History of Dogs Running Around
Around 15,000 years ago is when dogs became domesticated, according to multiple reports. Dogs have always been strong companions to humans, helping us with hunting, gathering and much more. Dogs were not always domesticated though. There was a time when all dogs had to fend for themselves and they were raised to take care of things with the abilities they were given.
Some breeds of dogs can run quicker and further than others, but it has always been one of the species' defenses. They also run because it burns energy and they absolutely love it.
There have been so many different facts found out about dogs throughout the years and we keep learning more about how they used to do things and how they have evolved over time. You know that dogs prefer to live in a home with a nice big backyard to run around in. They crave the freedom of the outdoors to let loose.

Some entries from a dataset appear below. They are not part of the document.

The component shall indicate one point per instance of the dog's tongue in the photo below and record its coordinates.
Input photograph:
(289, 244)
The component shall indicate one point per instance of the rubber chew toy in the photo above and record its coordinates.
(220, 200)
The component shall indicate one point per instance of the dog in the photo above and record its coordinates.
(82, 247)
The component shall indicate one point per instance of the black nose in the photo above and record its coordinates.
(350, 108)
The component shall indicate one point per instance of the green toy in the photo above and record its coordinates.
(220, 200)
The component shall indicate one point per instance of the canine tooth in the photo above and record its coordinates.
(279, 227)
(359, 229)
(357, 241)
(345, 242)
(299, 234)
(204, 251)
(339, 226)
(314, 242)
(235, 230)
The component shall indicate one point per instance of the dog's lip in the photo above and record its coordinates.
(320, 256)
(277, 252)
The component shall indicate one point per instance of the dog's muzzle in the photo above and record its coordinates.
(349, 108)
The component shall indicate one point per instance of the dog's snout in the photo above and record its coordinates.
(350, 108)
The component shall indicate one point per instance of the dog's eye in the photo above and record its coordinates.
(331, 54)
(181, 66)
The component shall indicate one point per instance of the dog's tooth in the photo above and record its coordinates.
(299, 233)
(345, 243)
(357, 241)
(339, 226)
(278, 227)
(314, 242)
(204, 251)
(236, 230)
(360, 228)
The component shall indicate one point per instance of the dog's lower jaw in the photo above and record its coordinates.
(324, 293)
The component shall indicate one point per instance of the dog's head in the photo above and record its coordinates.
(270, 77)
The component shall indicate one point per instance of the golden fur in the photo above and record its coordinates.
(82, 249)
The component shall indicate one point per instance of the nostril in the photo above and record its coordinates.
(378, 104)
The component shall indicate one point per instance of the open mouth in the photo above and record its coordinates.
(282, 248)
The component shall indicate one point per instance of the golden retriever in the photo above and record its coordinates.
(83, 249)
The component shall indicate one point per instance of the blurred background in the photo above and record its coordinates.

Even though dogs are domesticated now, they still have the instincts of dogs past and they are no better now at handling their tired selves than they were thousands of years ago.
The Science Behind a Dog's Endurance
There are a lot of interesting facts when it comes to dogs and running. Like a lot of people are aware, Siberian Huskies and Alaskan Malamutes have been used as sled dogs for thousands of years. These dogs are a perfect fit for cold weather and lugging things around.
While there is a lot of controversy around sled dogs and whether or not it is painful for the pups, we have learned a great deal about how their bodies react to exercising. It has been reported that a dog's body reacts very differently to that of a human's. Their body will become tired after a day of exercise, but after a few days of doing the same thing, their body becomes accustomed to it and adapts to be able to handle it.
Training Your Dog to Handle Endurance
As we just mentioned, dogs handle exercise a lot differently than humans do. They adapt to the strain put on their body by changing how their muscles react to the movements. A human exercises and then gets sore, time and time again, but dogs have superpowers where they can just change what they need to accordingly to make it better for the next time they run.
Keeping your dog active is incredibly important in making sure that they live their best life with you. Our lives sometimes become so busy that we neglect certain aspects, and while we cannot train our dogs on how to run, we can help keep them active by training them to run alongside us and play fetch.
Training your dog to run can be tricky, and it's not because they can't run. Dogs are so good at running and will try to get ahead of you all of the time. You need to train them to understand that when they are running with you on the sidewalk or on a trail, they need to stay by your side, not pulling or trying to run off into all different directions.
Training your dog to run on a leash can be understandably frustrating at times, so be sure to train them when you have a good chunk of time to do so. Pups can be the best running partners if you can get them there.
You will need to get a shorter leash so that they cannot run off too far. Take your pup on the same route each time you leave the house so that they learn the route quickly and learn how to best run on it. Take treats with you and stop at checkpoints to give them positive reinforcement. Try to take them on their run a few days each week so that they continue to stay in shape with you.